Machine Learning Method | Score |
Logistic Regression | 0.87 |
Naïve Bayes | 0.84 |
Decision Tree | 0.87 |
Random Forest | 0.87 |
The confusion matrices are presented in figure 4. To evaluate the efficiency of the proposed methods, precision, recall, and F1-score metrics were calculated based on the confusion matrices, and the results are presented in Table 3.
Algorithm | Precision | Recall | F 1-score |
Logistic Regression | 0.901 | 0.851 | 0.875 |
Naïve Bayes | 0.910 | 0.800 | 0.850 |
Decision Tree | 0.876 | 0.872 | 0.874 |
Random Forest | 0.876 | 0.874 | 0.875 |
The proposed model has been tested again, but now with all the patients associated with COVID-19, from the month of June 2021, a total of 402,116, obtaining an accuracy of 91%, as we can see in Table 4.

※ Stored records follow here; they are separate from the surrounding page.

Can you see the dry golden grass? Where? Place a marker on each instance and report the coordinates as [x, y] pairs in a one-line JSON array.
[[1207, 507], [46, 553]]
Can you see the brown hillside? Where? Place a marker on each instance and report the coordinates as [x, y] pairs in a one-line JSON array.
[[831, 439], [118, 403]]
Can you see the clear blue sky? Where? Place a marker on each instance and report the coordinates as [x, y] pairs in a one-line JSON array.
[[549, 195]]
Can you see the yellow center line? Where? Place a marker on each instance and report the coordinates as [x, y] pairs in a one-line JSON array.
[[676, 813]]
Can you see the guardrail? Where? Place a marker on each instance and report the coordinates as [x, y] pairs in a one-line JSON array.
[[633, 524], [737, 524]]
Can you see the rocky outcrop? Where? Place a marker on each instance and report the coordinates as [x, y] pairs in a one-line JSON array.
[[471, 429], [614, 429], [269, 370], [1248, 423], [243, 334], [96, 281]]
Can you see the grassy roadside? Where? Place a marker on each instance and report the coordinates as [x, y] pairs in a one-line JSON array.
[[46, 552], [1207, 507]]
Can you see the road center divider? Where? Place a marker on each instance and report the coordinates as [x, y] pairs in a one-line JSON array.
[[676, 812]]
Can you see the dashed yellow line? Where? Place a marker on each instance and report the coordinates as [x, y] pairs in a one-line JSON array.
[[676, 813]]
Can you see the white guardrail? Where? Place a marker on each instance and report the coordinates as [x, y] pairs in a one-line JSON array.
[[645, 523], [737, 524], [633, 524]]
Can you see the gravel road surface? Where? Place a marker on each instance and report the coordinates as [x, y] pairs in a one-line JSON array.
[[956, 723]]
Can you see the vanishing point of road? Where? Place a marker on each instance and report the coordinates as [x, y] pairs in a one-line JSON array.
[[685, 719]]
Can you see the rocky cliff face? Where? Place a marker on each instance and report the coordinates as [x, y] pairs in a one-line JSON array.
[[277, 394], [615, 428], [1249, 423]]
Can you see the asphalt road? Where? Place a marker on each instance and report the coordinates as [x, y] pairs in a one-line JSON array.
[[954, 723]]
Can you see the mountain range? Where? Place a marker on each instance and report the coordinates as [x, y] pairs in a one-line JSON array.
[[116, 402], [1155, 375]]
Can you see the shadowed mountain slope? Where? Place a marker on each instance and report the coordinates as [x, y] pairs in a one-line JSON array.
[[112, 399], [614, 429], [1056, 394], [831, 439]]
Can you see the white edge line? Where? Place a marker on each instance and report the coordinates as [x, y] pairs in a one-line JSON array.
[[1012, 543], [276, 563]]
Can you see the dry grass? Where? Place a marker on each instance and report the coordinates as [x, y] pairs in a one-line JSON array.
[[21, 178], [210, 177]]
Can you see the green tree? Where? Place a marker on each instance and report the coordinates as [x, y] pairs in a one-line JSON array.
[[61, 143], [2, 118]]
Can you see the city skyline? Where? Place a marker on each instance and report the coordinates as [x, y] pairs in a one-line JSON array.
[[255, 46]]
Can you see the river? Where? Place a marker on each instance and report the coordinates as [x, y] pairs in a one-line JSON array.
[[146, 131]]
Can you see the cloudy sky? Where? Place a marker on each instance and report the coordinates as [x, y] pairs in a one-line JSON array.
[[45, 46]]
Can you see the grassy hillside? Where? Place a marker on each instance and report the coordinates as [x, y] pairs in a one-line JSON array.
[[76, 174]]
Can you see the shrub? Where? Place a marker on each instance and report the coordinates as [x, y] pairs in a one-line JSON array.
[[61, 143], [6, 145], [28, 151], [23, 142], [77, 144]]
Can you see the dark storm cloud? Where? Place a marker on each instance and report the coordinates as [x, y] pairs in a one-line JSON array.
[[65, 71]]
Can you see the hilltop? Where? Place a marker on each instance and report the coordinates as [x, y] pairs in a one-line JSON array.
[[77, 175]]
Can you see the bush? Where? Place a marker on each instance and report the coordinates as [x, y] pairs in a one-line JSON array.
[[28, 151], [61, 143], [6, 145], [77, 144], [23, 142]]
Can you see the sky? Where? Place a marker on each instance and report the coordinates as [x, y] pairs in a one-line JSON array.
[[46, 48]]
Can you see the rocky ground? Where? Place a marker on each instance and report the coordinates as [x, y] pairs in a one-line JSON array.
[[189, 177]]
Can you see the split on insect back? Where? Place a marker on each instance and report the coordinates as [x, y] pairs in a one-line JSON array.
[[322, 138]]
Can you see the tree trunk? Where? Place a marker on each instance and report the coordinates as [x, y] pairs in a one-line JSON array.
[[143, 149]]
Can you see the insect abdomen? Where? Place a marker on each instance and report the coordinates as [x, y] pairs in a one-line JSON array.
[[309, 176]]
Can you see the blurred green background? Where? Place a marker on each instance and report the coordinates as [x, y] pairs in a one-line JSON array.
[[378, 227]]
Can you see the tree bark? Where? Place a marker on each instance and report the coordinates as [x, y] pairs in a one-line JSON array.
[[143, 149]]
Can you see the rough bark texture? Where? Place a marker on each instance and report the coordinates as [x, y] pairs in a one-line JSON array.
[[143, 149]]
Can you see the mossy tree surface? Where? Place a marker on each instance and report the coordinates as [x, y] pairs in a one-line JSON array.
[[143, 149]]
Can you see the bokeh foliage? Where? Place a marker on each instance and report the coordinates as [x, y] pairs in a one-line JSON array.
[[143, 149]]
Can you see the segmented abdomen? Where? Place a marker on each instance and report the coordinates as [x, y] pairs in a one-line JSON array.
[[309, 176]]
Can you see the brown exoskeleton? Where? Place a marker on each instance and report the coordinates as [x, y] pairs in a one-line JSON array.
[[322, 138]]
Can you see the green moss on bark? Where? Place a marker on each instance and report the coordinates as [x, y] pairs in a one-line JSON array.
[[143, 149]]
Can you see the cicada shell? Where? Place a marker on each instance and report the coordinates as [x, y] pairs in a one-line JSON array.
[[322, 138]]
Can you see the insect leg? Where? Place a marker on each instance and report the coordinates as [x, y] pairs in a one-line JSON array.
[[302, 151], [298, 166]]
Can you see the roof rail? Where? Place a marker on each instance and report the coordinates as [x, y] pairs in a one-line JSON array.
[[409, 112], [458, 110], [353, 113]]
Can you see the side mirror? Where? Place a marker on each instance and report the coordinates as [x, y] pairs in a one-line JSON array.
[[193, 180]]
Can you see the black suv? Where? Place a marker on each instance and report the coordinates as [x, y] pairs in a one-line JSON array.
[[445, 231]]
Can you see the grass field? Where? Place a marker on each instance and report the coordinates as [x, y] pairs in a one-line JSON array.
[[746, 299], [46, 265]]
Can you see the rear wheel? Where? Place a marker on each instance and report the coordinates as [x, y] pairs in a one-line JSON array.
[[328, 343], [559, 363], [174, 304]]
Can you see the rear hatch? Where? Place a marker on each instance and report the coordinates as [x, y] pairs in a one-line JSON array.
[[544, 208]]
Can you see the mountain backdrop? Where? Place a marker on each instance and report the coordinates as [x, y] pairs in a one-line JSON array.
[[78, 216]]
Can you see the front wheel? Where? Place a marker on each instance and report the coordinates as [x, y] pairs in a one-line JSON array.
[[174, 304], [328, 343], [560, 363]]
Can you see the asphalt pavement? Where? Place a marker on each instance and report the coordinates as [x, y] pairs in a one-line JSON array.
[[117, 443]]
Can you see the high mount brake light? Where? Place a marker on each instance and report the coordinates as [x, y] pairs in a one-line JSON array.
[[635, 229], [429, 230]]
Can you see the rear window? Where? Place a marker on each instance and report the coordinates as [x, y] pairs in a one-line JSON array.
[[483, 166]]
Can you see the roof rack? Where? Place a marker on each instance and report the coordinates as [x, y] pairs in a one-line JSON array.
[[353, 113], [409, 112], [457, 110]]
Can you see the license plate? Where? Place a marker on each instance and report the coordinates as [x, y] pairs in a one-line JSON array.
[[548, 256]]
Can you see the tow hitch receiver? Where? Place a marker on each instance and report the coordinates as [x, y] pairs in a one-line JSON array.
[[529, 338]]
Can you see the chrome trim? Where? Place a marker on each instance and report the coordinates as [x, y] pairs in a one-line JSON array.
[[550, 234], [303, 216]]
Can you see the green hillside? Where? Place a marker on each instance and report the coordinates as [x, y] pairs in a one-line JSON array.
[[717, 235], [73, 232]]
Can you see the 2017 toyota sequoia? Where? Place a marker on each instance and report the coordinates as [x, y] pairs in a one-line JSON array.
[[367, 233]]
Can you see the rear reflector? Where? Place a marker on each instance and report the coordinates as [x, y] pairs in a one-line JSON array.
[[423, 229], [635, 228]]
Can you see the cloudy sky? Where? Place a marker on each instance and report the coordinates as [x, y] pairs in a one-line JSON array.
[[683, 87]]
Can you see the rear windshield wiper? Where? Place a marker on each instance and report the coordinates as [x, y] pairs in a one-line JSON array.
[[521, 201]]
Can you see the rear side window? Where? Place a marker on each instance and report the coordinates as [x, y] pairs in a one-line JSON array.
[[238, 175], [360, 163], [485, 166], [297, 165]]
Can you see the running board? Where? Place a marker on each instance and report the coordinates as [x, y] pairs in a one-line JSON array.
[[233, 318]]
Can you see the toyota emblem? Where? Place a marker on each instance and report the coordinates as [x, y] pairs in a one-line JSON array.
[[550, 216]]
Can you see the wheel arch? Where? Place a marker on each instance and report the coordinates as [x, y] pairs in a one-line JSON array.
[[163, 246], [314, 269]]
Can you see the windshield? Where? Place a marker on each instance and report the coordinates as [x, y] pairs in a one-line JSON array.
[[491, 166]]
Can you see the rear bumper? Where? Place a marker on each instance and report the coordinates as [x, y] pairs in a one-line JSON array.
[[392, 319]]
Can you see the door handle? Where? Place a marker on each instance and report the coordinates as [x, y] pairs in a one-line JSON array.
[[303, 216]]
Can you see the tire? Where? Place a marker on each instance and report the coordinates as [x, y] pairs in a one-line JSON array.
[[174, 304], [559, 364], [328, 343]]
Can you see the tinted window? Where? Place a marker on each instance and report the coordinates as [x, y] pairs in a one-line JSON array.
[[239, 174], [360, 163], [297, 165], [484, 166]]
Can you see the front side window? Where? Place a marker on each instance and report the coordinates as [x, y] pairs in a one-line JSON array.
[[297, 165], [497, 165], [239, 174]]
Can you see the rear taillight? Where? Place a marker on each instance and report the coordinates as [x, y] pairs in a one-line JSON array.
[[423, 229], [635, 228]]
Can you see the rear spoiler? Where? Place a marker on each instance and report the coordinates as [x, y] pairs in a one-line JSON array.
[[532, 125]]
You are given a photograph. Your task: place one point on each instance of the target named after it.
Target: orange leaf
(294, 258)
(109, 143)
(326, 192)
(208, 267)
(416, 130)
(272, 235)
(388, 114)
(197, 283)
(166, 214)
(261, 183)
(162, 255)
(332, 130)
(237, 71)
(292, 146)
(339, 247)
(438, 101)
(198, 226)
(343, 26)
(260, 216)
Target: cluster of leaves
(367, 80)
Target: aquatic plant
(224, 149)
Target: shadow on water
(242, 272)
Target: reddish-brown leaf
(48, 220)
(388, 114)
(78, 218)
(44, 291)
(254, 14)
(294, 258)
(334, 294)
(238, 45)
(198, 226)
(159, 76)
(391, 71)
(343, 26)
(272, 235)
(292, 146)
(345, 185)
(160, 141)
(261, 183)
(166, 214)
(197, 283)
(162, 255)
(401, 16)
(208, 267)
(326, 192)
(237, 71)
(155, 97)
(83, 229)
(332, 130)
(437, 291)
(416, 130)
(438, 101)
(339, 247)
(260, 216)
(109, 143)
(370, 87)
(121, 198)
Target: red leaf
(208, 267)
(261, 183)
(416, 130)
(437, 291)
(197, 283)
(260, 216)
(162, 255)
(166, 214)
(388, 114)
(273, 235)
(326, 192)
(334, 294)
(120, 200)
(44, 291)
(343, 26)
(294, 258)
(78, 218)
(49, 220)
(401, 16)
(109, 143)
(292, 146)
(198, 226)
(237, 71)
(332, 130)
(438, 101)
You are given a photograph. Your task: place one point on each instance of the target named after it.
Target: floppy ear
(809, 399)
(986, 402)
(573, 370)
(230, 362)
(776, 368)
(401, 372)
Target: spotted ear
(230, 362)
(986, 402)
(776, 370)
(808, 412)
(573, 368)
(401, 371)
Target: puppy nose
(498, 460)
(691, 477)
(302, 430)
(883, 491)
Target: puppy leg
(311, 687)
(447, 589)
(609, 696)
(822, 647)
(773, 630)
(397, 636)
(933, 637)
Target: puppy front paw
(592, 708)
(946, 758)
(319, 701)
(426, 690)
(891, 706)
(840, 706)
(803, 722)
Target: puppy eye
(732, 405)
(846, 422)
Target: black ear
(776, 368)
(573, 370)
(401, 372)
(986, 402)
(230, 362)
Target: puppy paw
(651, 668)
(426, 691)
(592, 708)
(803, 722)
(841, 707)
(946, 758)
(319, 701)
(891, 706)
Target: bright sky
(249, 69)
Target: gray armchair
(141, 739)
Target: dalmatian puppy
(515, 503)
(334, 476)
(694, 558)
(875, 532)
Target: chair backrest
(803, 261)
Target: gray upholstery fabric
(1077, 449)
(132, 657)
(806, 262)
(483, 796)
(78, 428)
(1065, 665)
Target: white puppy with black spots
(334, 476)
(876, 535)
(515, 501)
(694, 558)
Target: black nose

Machine Learning Method | Score |
Logistic Regression | 0.91 |
Naïve Bayes | 0.89 |
Decision Tree | 0.91 |
Random Forest | 0.91 |
The proposed model shows good classification performance, as evidenced by the ROC curve in Figure 5 and the obtained AUC-ROC value of 0.92, which demonstrates its discriminative ability.
With the aim of identifying unnecessary variables, an ablation study was conducted by removing one of the 12 features at a time and running the algorithm as reported in Table 5, where accuracy does not undergo significant changes.
5 Conclusions
The model achieves an 87% accuracy in the first test and a 91% accuracy in the second one, using June data, which improves upon the proposal from [5]. This can aid in designing strategies and public policies to combat its spread and reduce mortality. This machine learning proposal is valuable for organizing and planning hospital triage strategies. It also significantly contributes to public health policies aimed at reducing the high risk of contagion in individuals who have one or more concurrent conditions such as diabetes, hypertension, COPD, obesity, asthma, smoking, cardiovascular issues, and immunosuppression, all of which have become critical factors in the mortality of patients associated with COVID-19.